Overconfidence while investing is one big problem while people invest. Even worse is a half baked understanding of what the masters have said.
Let us take just 2 examples…from the big man – Warren Buffet himself.
1. Diversification is for mediocre people: If you do not know what you are doing, you need to diversify. So there are some people who think they should buy 4-5 stocks and ‘hope’ that they beat the index and do well. This is quite a joke. WB in another context says ‘do indexing’.
If you are not in the same class as Warren Buffet or a Rakesh J, or a Vallabh Bhansali, or a Uday Kotak….please index your portfolio. These are investors par excellence, and many of their deals are stunning. It does not mean if you buy L&T, HUL, SBI, and TCS every month you can create a great ‘focused’ portfolio. Check your basics, folks.
2. Value buying: If you do not understand value investing (by the way all investing is value investing – it is a matter of time horizon) there is a great chance that you will hit value traps, and get pulled down.

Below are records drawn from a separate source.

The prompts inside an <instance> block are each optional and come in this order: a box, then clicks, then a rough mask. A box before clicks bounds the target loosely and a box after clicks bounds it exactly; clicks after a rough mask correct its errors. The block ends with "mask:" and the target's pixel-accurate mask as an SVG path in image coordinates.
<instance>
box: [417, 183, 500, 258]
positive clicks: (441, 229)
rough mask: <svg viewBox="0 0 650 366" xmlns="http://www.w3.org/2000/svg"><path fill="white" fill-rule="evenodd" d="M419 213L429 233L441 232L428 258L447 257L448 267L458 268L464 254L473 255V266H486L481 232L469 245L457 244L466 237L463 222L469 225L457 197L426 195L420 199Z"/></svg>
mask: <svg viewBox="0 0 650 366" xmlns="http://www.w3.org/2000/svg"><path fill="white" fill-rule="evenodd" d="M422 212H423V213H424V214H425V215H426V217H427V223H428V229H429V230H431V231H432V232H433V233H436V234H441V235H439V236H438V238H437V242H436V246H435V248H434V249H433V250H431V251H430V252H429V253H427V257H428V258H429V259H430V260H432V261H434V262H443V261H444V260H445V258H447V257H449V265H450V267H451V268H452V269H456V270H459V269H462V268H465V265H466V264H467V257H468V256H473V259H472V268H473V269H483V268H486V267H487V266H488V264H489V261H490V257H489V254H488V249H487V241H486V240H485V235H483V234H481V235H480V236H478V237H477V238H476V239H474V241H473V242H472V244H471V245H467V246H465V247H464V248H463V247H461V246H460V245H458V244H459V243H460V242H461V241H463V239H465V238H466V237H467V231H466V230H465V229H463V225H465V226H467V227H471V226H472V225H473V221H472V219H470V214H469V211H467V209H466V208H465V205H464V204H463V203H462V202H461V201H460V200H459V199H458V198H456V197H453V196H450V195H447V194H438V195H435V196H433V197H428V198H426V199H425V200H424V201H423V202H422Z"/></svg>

3. Rule no. 1 is : Do not lose money and Rule no. 2 is Remember Rule no. 1: Fantastic rules, but like all WB rules this is over sensibly long periods of time, and AFTER CONSIDERING the time value of money. So if you bought some shit share for Rs. 500 in 2002 and sell it off in 2012 for Rs. 500 and think you have understood Buffet, please stop laughing all the way to the bank :). Your banker who charged you ‘demat holding charges’ for the past 10 years is already laughing.